地名考−故郷の自然と伝統文化

全羅南道−A木浦、珍島、海南

年に1度海に「道」が出現

司空俊

木浦市街 珍島犬

 木浦(モクポ)は地図でさがしても、その辺りがどうなっているのかよくわからないという人が多い。務安半島の最西南端、栄山江河口に位置しているが、海に沿って地形が入り組んでいるため、半島部に位置していることがわかりにくいからである。木浦は儒達山(ユダル山、228メートル)が北風を防ぎ、高下島と花源半島が南風による外海の風波を防ぐ良港。儒達山は「木浦のシンボル」、「湖南金剛山」などといわれる。

 高速フェリーは済州までを5時間30分で結ぶ。最近は周辺住民の生活圏が光州に移り、珍島も独自の道を歩み始めたため、済州行きの定期船の一部は釜山と麗水に移された。道路が完備されるにつれ、直接陸路で目的地に向かう人が増えたため、かつてのにぎわいは見られなくなった。

 1897年に開港。中国の青島、上海、日本の長崎に近いことから、湖南平野の中でも米と綿花の収奪地とされた。「南綿北羊」といわれる日本の植民地政策によって、湖南の三白(米、綿、マユ)の内、全南平野から収穫される米の4分の1、綿花の3分の1が木浦に集中した。米は群山港から、綿は木浦港から日本に運ばれた。そのため「米の群山」、「綿花の木浦」と呼ばれた。この悲しい時期を象徴する歌として、哀愁漂う「木浦の涙」が生まれた。

 歌にうたわれる三鶴島は今は陸続きである。

 ではなぜ、綿花が木浦で集中して栽培されたのか。まず、この辺りの土地が比較的に乾いていたからだ。綿花は湿潤を嫌うのである。第2に、日照時間が長いことがあげられる。綿花は「太陽の子」といわれるほど日光を要求する。そのため、日本は植民地政策の一環として、木浦を綿花栽培地に選定した。その歴史は、高下島でアメリカ産綿の栽培に成功して以来だ。

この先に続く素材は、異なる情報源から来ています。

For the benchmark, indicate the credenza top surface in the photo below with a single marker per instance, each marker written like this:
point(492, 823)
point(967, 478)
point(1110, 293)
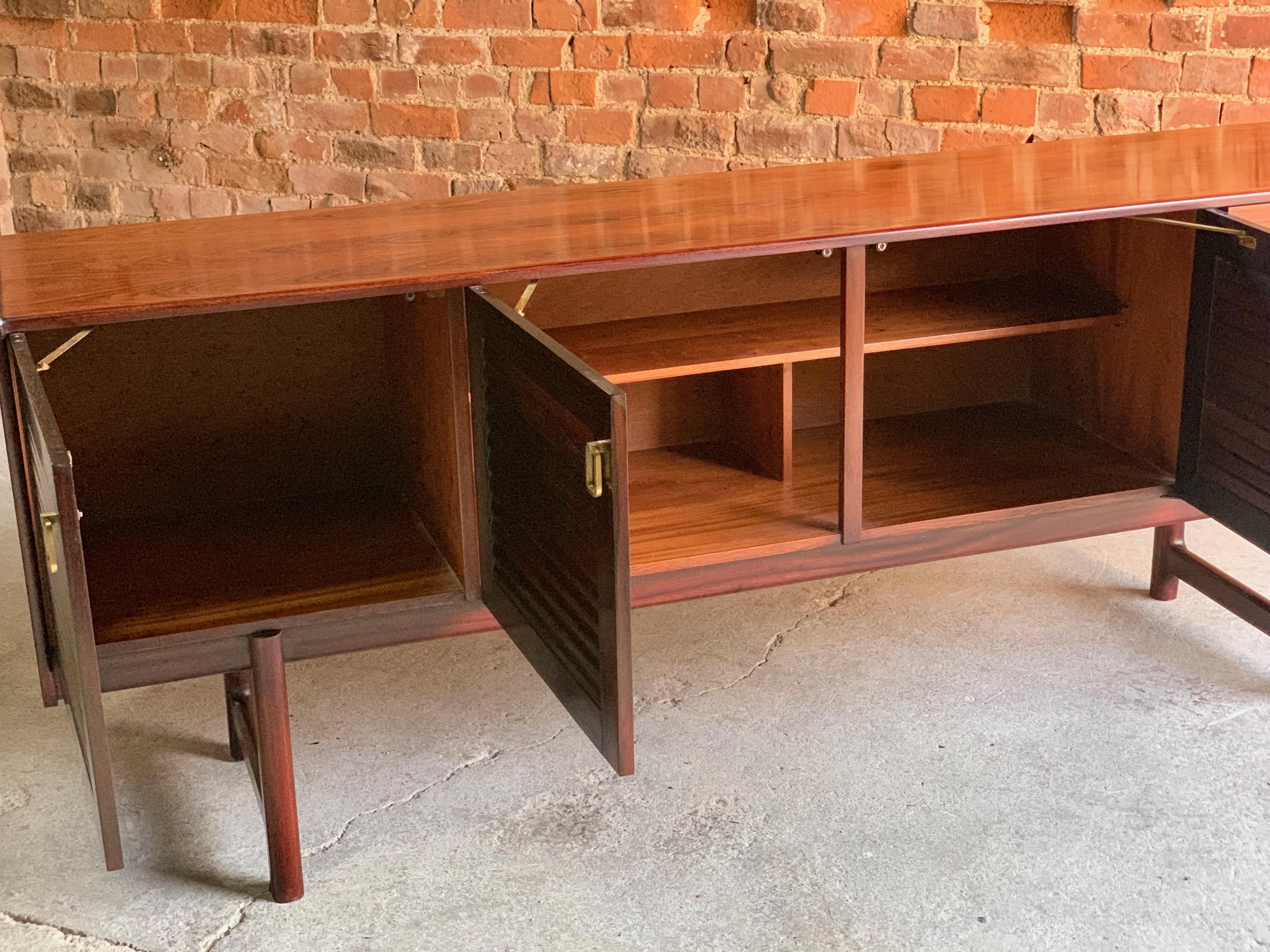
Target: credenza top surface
point(92, 276)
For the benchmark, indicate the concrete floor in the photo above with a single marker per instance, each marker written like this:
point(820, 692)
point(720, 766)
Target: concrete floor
point(1009, 752)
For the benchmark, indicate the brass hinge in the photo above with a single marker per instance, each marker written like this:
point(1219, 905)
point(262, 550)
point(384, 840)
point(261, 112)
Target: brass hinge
point(600, 466)
point(49, 521)
point(1245, 238)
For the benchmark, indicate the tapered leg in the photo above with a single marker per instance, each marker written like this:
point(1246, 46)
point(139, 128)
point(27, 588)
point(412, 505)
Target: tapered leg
point(1164, 583)
point(235, 692)
point(277, 776)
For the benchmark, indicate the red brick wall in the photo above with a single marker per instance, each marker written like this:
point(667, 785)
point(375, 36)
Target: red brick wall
point(134, 110)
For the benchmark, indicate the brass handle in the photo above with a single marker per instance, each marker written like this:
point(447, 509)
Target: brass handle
point(599, 454)
point(49, 521)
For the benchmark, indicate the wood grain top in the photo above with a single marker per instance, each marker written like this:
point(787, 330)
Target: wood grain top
point(214, 264)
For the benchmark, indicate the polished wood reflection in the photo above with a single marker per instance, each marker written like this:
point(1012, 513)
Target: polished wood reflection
point(96, 275)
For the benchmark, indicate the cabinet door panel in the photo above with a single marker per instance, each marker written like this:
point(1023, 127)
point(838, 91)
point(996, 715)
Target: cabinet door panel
point(556, 559)
point(1223, 464)
point(60, 563)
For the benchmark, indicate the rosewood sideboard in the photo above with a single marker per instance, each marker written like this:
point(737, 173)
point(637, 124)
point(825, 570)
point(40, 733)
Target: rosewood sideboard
point(247, 441)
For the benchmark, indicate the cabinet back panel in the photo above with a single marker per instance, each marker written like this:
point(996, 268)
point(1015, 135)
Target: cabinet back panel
point(1123, 379)
point(173, 413)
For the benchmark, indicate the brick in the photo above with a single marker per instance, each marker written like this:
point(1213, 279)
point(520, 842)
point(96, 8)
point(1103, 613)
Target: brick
point(662, 53)
point(486, 125)
point(512, 159)
point(657, 14)
point(865, 18)
point(1216, 74)
point(797, 16)
point(672, 91)
point(1067, 111)
point(479, 14)
point(929, 63)
point(583, 162)
point(327, 181)
point(309, 79)
point(401, 186)
point(163, 38)
point(1113, 30)
point(276, 11)
point(722, 94)
point(1126, 112)
point(92, 102)
point(747, 51)
point(192, 71)
point(648, 166)
point(351, 48)
point(105, 37)
point(623, 88)
point(1170, 32)
point(408, 13)
point(197, 9)
point(232, 74)
point(420, 121)
point(346, 117)
point(247, 174)
point(32, 32)
point(947, 103)
point(1010, 107)
point(528, 51)
point(347, 12)
point(947, 21)
point(596, 53)
point(831, 97)
point(1178, 112)
point(210, 38)
point(353, 82)
point(1110, 71)
point(78, 68)
point(1243, 30)
point(729, 16)
point(605, 128)
point(1028, 66)
point(695, 133)
point(571, 16)
point(369, 153)
point(538, 125)
point(573, 88)
point(1259, 81)
point(1235, 113)
point(23, 94)
point(209, 204)
point(822, 58)
point(395, 83)
point(483, 86)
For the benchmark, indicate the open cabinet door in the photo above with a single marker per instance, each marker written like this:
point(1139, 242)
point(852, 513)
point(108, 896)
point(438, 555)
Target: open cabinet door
point(64, 584)
point(552, 502)
point(1223, 456)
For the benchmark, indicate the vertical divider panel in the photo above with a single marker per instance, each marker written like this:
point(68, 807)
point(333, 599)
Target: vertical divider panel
point(851, 471)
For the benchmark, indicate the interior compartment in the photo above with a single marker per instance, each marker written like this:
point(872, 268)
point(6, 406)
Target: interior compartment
point(1003, 370)
point(262, 464)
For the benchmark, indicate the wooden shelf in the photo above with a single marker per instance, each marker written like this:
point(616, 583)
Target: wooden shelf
point(975, 460)
point(704, 342)
point(249, 564)
point(694, 504)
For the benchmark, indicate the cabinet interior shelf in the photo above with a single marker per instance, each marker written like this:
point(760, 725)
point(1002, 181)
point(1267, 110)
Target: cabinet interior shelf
point(690, 503)
point(704, 342)
point(241, 564)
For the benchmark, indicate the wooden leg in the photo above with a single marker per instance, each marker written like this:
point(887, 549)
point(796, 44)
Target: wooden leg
point(1164, 583)
point(277, 776)
point(261, 734)
point(235, 692)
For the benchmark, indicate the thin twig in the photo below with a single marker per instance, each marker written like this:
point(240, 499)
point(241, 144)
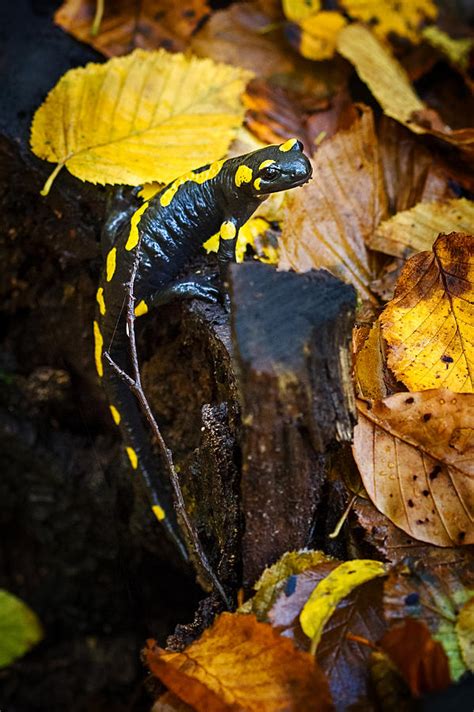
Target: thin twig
point(135, 385)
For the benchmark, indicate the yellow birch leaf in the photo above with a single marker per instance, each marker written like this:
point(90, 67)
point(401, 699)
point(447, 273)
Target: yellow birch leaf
point(415, 454)
point(149, 116)
point(416, 229)
point(400, 17)
point(457, 51)
point(330, 591)
point(316, 35)
point(429, 324)
point(389, 83)
point(465, 633)
point(296, 10)
point(326, 222)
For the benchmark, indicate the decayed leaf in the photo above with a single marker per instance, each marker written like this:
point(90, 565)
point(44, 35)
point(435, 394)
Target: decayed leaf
point(20, 629)
point(429, 324)
point(399, 17)
point(240, 663)
point(421, 660)
point(434, 594)
point(329, 592)
point(389, 83)
point(148, 116)
point(315, 36)
point(415, 453)
point(415, 230)
point(266, 588)
point(369, 366)
point(465, 632)
point(339, 655)
point(326, 222)
point(126, 24)
point(456, 50)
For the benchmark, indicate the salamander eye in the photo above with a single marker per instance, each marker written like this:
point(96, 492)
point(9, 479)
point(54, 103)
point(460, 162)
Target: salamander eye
point(269, 172)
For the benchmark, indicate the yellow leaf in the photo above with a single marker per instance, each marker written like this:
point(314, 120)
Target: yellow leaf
point(149, 116)
point(388, 82)
point(457, 51)
point(296, 10)
point(326, 222)
point(465, 633)
point(415, 453)
point(416, 229)
point(330, 591)
point(319, 34)
point(429, 324)
point(400, 17)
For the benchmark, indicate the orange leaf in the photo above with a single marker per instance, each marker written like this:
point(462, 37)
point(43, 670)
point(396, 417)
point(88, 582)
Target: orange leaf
point(126, 24)
point(420, 659)
point(241, 664)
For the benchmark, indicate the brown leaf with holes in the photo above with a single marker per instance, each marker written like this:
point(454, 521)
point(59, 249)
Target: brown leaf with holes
point(429, 324)
point(241, 664)
point(421, 660)
point(415, 453)
point(327, 221)
point(128, 24)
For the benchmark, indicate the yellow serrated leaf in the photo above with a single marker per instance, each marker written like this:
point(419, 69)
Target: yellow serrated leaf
point(330, 591)
point(296, 10)
point(429, 324)
point(465, 633)
point(149, 116)
point(457, 51)
point(416, 229)
point(319, 35)
point(400, 17)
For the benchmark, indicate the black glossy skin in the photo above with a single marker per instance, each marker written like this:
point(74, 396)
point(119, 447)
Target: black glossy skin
point(169, 236)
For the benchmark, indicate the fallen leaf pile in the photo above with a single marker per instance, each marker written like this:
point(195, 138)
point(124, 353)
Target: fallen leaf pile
point(390, 211)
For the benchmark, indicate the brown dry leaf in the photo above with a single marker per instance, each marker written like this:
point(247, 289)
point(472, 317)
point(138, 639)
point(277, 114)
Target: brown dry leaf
point(241, 664)
point(340, 657)
point(416, 229)
point(327, 221)
point(421, 660)
point(388, 82)
point(128, 24)
point(415, 453)
point(429, 324)
point(412, 173)
point(433, 594)
point(370, 365)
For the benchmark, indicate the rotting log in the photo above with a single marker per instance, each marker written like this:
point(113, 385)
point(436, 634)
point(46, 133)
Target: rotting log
point(291, 335)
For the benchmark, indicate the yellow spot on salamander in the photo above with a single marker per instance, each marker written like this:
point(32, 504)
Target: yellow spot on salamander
point(159, 512)
point(168, 195)
point(212, 245)
point(133, 235)
point(100, 300)
point(115, 414)
point(141, 308)
point(99, 342)
point(111, 263)
point(228, 230)
point(265, 164)
point(132, 456)
point(288, 145)
point(243, 174)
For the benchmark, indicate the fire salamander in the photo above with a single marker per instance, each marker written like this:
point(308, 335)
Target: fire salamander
point(208, 205)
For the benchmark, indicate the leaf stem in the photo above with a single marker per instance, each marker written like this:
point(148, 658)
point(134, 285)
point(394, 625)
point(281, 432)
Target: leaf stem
point(47, 186)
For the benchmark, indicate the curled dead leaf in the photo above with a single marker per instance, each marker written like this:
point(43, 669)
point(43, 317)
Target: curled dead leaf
point(415, 453)
point(429, 324)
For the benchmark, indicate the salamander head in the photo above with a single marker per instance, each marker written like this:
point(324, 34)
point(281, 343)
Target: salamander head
point(273, 168)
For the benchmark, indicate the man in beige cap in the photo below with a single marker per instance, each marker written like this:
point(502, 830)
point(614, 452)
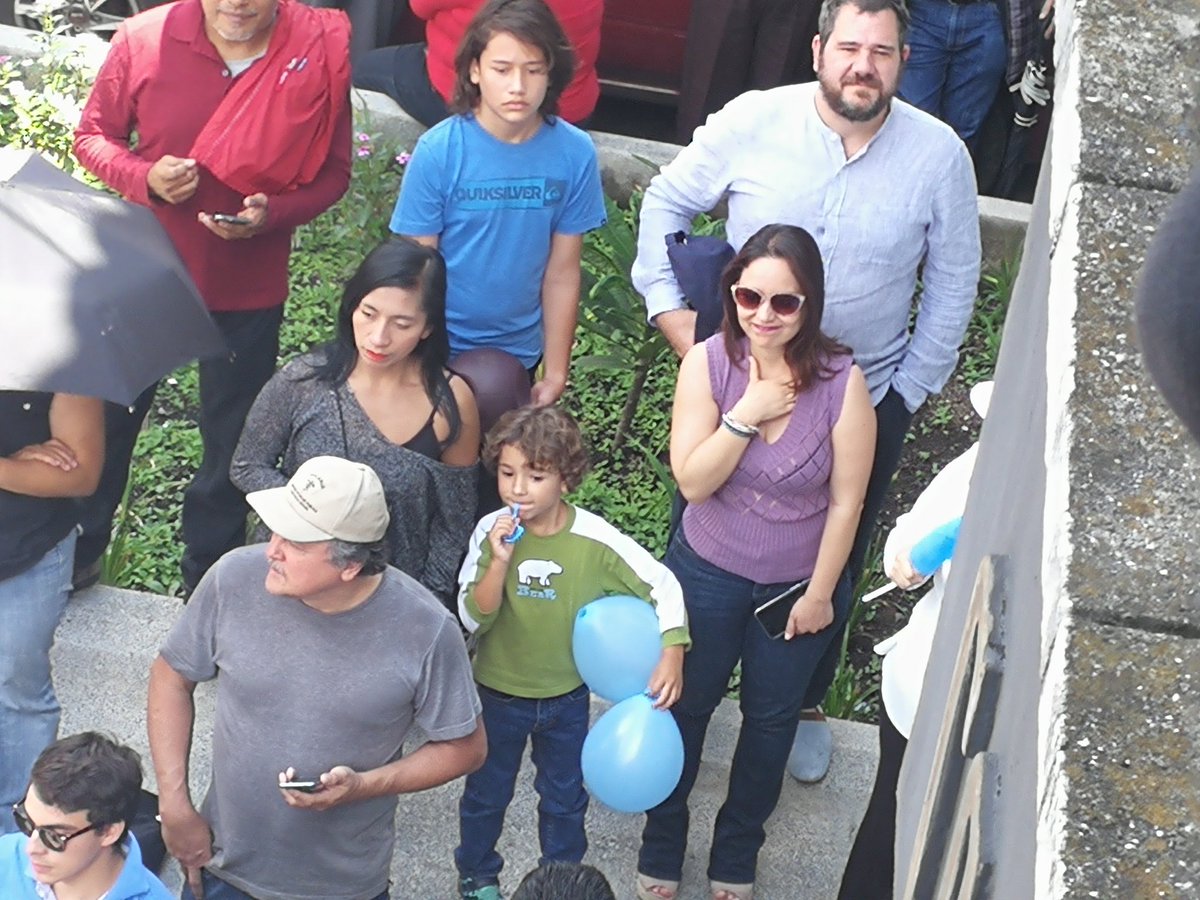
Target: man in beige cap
point(327, 657)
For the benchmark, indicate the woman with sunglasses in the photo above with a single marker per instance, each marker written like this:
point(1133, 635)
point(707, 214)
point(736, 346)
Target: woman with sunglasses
point(772, 439)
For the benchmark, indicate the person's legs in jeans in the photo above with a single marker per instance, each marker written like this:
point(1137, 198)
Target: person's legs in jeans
point(977, 61)
point(719, 606)
point(217, 889)
point(923, 79)
point(814, 744)
point(487, 792)
point(121, 427)
point(562, 799)
point(870, 869)
point(401, 73)
point(214, 510)
point(31, 604)
point(772, 673)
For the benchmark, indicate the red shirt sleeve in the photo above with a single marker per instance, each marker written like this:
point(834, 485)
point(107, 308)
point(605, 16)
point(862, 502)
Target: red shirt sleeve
point(305, 203)
point(102, 138)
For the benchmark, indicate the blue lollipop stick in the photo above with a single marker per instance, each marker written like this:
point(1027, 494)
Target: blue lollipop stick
point(935, 547)
point(519, 532)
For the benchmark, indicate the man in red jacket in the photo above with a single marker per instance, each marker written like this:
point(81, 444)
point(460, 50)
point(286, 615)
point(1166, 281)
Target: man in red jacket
point(243, 132)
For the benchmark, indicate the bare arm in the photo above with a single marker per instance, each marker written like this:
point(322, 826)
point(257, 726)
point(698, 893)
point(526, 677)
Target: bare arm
point(853, 451)
point(435, 763)
point(465, 450)
point(559, 311)
point(69, 463)
point(703, 451)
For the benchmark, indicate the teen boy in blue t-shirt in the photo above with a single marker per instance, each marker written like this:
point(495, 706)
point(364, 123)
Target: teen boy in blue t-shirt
point(507, 190)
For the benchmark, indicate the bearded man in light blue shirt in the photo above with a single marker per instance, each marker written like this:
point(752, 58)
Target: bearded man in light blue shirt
point(886, 190)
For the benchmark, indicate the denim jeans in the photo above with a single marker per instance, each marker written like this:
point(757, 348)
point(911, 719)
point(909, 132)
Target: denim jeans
point(31, 604)
point(217, 889)
point(557, 726)
point(955, 63)
point(401, 73)
point(774, 675)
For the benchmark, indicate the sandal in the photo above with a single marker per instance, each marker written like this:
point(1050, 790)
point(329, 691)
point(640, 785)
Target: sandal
point(648, 888)
point(731, 892)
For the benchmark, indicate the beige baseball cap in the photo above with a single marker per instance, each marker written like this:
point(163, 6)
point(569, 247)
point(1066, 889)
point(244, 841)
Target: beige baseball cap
point(329, 498)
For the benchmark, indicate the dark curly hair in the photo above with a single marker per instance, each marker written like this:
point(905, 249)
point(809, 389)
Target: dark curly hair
point(549, 437)
point(528, 21)
point(93, 773)
point(810, 351)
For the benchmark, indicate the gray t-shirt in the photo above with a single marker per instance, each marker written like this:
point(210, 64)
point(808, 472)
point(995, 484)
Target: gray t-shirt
point(312, 690)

 珍島(チンド)は南で3番目に大きな島である。番犬や猟犬として優秀な珍島犬が有名だ。

 生薬として利用されるムカデも評判が高い。白鳥の渡来地でもある。なお珍島近海は壬辰倭乱の時、朝鮮水軍が300余隻の倭船を撃破したところである。

 島の東南、古都面から沖合の茅島(モド)の間の2.8キロメートルの海では最干潮の時、1、2時間にわたって幅30〜60メートルの海底に「海割れ道」が出現し、歩いて渡れる。年に1度最干潮日におきる。この時期に合わせて霊登祭が行われる。

 珍島アリランはご存知の向きも多いだろう。特徴は繰り返しのところである。

 /アリアリラン  スリスリラン  アラリガ  ナンネ/アリラン  ウンウンウン  アラリガナンネ/

 この「ウンウンウン」の鼻声で歌うところが面白いと、この歌を知るものはしきりに懐かしむ。珍島の人々は農業で生計を立てている。田植えも草取りも、民謡を歌いながら行う風習が残っている。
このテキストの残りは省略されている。